Germany's Interior Ministry is considering resuming deportations to Syria despite the still-volatile situation in the war-torn country. Violent criminals among Syrians should be repatriated, German conservatives say.
With the war in Syria winding down, the government of Germany will reconsider their freeze on repatriations of Syrian migrants, German interior ministry said on Friday.
Specifically, the authorities are looking into deporting criminals among Syrian nationals, Interior Minister Horst Seehofer told joint corporate newsroom Redaktionsnetzwerk Deutschland.
"We are examining it very strictly in our ministry," he said.
The decision is expected to be made in two weeks, when interior ministers of 16 German states are due to meet with Seehofer in the central city of Magdeburg.

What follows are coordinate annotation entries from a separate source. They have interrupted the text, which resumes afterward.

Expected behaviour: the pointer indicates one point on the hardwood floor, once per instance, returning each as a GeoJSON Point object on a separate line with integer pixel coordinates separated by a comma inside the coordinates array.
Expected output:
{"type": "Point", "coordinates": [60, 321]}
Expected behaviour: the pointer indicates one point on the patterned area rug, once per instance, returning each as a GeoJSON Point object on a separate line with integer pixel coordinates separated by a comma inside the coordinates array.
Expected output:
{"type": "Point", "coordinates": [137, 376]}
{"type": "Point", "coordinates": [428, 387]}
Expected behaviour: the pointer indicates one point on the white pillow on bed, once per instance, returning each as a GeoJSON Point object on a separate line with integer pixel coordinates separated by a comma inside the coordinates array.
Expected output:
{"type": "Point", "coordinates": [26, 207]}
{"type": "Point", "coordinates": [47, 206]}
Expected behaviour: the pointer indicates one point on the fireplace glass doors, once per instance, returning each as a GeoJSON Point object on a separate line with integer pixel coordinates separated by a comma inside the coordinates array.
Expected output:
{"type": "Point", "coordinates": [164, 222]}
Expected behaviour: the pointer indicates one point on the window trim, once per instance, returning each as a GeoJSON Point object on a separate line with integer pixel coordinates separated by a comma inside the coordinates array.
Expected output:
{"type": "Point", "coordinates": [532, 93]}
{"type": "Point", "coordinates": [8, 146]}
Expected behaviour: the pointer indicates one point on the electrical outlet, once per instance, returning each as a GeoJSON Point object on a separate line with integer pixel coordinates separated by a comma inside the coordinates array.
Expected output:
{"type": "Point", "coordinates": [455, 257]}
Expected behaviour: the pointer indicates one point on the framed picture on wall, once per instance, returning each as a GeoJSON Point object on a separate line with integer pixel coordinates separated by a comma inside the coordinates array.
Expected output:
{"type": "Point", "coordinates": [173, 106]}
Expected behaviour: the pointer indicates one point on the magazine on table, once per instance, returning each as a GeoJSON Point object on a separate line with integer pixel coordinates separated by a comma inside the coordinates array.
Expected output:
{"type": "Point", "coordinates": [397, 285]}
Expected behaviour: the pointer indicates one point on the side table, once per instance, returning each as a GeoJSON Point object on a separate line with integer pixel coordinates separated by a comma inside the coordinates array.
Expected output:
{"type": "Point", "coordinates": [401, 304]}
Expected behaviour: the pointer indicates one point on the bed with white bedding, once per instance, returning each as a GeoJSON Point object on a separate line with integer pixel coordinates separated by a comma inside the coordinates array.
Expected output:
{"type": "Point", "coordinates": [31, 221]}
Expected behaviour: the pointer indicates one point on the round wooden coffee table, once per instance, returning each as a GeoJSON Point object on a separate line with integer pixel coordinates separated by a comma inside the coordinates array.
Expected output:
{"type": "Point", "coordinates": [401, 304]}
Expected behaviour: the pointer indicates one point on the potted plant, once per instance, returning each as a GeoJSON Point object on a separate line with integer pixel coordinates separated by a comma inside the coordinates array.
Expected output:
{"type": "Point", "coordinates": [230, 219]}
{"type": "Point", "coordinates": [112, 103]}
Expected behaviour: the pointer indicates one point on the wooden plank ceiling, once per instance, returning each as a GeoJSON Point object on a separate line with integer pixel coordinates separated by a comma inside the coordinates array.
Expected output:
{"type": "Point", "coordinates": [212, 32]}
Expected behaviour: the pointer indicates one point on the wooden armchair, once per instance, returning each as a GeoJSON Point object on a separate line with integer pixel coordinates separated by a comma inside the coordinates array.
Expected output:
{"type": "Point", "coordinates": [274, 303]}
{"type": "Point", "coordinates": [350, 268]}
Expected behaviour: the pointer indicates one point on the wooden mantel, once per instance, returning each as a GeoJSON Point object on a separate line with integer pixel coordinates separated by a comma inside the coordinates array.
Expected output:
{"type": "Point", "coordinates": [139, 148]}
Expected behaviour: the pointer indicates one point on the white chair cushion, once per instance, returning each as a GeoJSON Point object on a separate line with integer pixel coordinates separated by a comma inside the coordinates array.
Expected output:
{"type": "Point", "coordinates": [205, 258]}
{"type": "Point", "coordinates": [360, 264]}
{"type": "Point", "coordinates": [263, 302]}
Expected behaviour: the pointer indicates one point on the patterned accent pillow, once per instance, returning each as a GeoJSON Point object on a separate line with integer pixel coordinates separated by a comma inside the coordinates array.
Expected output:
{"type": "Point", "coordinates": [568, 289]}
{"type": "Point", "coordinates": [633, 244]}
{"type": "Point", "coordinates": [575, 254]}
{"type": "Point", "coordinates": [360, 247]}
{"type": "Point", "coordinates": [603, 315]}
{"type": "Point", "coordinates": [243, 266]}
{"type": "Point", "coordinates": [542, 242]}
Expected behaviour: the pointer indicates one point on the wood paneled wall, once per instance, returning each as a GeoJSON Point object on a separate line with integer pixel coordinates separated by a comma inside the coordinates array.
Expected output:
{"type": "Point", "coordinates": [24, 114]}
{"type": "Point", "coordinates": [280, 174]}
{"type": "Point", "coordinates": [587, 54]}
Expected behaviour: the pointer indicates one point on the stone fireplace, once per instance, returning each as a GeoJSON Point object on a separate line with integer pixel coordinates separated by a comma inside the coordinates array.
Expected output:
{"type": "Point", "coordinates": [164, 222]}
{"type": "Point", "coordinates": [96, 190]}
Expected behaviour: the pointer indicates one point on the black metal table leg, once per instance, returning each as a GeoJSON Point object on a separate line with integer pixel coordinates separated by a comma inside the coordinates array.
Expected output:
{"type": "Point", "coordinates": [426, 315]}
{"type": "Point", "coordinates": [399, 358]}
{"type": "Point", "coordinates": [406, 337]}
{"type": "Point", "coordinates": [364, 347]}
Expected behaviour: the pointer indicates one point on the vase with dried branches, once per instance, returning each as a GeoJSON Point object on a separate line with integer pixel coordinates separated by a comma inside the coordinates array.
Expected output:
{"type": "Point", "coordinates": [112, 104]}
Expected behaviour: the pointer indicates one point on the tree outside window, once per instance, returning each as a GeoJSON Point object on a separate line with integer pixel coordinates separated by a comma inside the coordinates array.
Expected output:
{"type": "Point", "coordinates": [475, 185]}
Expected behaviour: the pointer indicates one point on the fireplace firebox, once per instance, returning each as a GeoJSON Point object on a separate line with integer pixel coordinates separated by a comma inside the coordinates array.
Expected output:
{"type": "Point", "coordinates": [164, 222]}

Complex, difficult and 'volatile'
A year ago, the group voted to prolong the moratorium for deporting Syrians until the end of 2018. Interior ministers from Bavaria and Saxony, however, pushed for an extension of only six months.
Earlier this week, Germany's Foreign Ministry issued a classified report on the situation in Syria. The document aims to help various institutions and courts in making decision regarding asylum requests.

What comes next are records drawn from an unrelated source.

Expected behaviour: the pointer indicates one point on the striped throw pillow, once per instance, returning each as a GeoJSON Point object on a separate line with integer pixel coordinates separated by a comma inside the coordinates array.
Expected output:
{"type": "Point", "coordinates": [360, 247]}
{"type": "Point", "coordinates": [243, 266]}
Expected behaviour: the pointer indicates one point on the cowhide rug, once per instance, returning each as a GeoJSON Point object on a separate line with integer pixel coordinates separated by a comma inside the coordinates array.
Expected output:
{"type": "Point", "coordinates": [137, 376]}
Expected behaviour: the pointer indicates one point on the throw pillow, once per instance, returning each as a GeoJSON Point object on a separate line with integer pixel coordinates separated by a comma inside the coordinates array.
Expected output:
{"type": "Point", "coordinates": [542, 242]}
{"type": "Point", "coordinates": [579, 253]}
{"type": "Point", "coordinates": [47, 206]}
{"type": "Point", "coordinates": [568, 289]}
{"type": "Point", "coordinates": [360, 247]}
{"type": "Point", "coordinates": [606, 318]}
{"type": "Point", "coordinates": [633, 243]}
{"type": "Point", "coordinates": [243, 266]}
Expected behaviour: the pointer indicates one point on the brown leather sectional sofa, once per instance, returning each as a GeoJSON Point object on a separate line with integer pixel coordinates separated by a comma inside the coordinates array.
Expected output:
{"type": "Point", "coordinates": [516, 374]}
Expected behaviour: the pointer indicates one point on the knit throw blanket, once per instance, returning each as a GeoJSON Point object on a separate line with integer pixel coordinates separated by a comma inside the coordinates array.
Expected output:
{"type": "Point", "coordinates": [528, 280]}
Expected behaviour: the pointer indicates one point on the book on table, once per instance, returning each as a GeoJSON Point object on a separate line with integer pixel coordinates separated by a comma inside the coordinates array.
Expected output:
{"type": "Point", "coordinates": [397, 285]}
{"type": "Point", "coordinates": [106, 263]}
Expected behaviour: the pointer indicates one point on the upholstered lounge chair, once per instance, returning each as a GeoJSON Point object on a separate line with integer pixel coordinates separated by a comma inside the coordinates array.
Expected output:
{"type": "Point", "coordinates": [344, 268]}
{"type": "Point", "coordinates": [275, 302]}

While the details remain secret, Germany's Foreign Ministry said that the reports showed a "complex, still difficult and volatile situation" in the country torn by six years of war. This estimate applies to both the territory controlled by the Assad regime as well as to the areas still held by the rebels. It was also "not easy" to gather information considering that Germany currently does not have an embassy in Syria, officials said.
Left Party angry with Seehofer
The interior minister in the eastern German state of Saxony, CDU conservative Roland Wöller, backed the initiative of deporting criminals.
"As soon as the security situation allows, there should be an option to send people who pose a danger to the public and also criminals to Syria," he told Redaktionsnetzwerk Deutschland.
"We will consider the latest (Foreign Ministry) report at the interior minister conference," he added.
Joachim Herrman from the Bavarian CSU also publically supported the idea.
At the same time, the opposition Left party slammed Seehofer for opening the door to resume deportation.
"There must not be any deportations to Syria," said the Left lawmaker Ulla Jelpke. The country remains "shaken by the civil war and terrorism," and ruled by Bashar al-Assad who "terrorized the citizens in the past, is still doing it, and will certainly continue to do so in the future."
The head of Pro Asyl group, Günter Burkhardt, noted that Syrians still face security threats and disastrous problems with supplying basic goods.
"Syria is not safe," the group said.